# Low cost VFD as basis for AC Drive. Protips?



## alexcrouse (Mar 16, 2009)

I found this on ebay:

http://www.ebay.com/itm/VARIABLE-FR...lectrical_Equipment_Tools&hash=item45f7ef4c35

Appears to be a cheap Chinese VFD, and from what i can decipher, it has Torque Control, and analog input. With an upgraded powerstage, others have used VFD's to drive AC motors in cars. Anybody see any major problems with this one? Other than the manual is more than likely Chinese?

Low cost, NEW, and capable of 400Hz. Can run on 1 phase, so you can apparently disable Phase Failure Detect. They are hiding the brand, typical of asian knock offs. More than likely made by a real company, and sold out the back door, with a different name on it.

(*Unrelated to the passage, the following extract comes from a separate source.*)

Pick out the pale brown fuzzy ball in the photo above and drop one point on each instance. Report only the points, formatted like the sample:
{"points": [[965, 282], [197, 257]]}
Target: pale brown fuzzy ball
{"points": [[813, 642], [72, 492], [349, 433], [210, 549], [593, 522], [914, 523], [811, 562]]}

Should i pick one up and be the test dummy?


----------



## Salty9 (Jul 13, 2009)

1.5 KW is not going to drive a very large vehicle. Power stage upgrade is likely to be costly.


----------



## major (Apr 4, 2008)

alexcrouse said:


> Should i pick one up and be the test dummy?

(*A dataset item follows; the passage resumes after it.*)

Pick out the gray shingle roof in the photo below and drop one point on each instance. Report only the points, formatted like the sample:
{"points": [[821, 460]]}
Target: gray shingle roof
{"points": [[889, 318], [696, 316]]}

I'd pass on that. Get a name brand, maybe used, where you can download the manual in your native language. Be sure it runs on low voltage, 230 Vac and best if it has the words "flux vector closed loop" in the control choices.

Regards,

major


----------



## alexcrouse (Mar 16, 2009)

I sent an email to Eric Tischer, the guy with the 100mph passat. I want to get a known to work VFD, or at least one thats easy to work with and understand. However, the price on some of these is killer.


----------



## alexcrouse (Mar 16, 2009)

Salty9 said:


> 1.5 KW is not going to drive a very large vehicle. Power stage upgrade is likely to be costly.


Its actually much cheaper than buying one that can do the job alone.


----------